5. Every serious analysis has concluded that a NRST would bring about massive evasion.
IOW, you say that he says what they say. But where's the beef?
Taxing the spending of drug dealers and others not currently paying income taxes will not come close to compensating for the new evasion opportunities that will be created. Since it is not in the interest of either retailers or consumers to pay the tax, and because all of the revenue is collected at the point of final sale, it will be too easy for tax-free deals to be made with producers and wholesalers.
Like hiring people *under the table* doesn't go on now? If every citizen is offered a reward for information leading to the conviction of any sales tax evader, how easy do you really think it'll be to simply evade the tax? And do you really think major retailers like WalMart would even take that chance?
Although evasion of state sales taxes is relatively small,
BaddaBing!
this is only because the rates are low enough that it is not worth the trouble. However, where rates are high on things like tobacco, evasion is also high. A vast amount of foreign experience indicates that retail sales taxes cannot be collected much above 10 percent without breaking down.

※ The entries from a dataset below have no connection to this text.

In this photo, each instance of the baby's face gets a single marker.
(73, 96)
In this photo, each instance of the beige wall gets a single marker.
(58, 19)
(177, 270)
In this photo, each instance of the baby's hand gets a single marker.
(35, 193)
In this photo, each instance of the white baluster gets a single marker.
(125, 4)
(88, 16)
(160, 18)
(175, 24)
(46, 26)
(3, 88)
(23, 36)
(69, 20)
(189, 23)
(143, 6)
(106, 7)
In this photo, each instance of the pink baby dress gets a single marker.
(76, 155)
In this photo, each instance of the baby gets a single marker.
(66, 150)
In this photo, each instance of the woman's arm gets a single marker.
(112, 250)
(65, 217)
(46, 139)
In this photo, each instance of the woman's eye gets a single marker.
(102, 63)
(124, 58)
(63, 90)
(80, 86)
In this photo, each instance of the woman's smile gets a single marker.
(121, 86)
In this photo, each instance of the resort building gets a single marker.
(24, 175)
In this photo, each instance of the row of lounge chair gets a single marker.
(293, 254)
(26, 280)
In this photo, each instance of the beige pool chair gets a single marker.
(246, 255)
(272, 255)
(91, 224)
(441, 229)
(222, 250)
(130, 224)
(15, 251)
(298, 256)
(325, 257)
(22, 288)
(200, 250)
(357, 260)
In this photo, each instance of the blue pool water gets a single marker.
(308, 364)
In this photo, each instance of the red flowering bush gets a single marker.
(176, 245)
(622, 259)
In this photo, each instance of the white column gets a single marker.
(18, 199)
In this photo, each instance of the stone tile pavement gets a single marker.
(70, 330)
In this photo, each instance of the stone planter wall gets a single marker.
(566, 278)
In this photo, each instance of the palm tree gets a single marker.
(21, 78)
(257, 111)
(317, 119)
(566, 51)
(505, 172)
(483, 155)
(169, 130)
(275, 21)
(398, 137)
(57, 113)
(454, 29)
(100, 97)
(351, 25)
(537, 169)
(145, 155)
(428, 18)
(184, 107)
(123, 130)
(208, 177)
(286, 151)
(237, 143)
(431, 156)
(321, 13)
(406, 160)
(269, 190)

If higher tax relates leads to a higher temptation to cheat, then this can only be so because increased dollars leads to increased temptation. So if every dollar carries a certain temptation to cheat, and this is a revenue neutral proposal, the it's a tax cheat neutral proposal too. What this Yahoo fails to show when comparing the difference in sales tax rates as the reason why cheating is low, is that there are so many other places where cheat can and does occur under the present code. He's using smoke and mirrors. His math just doesn't work.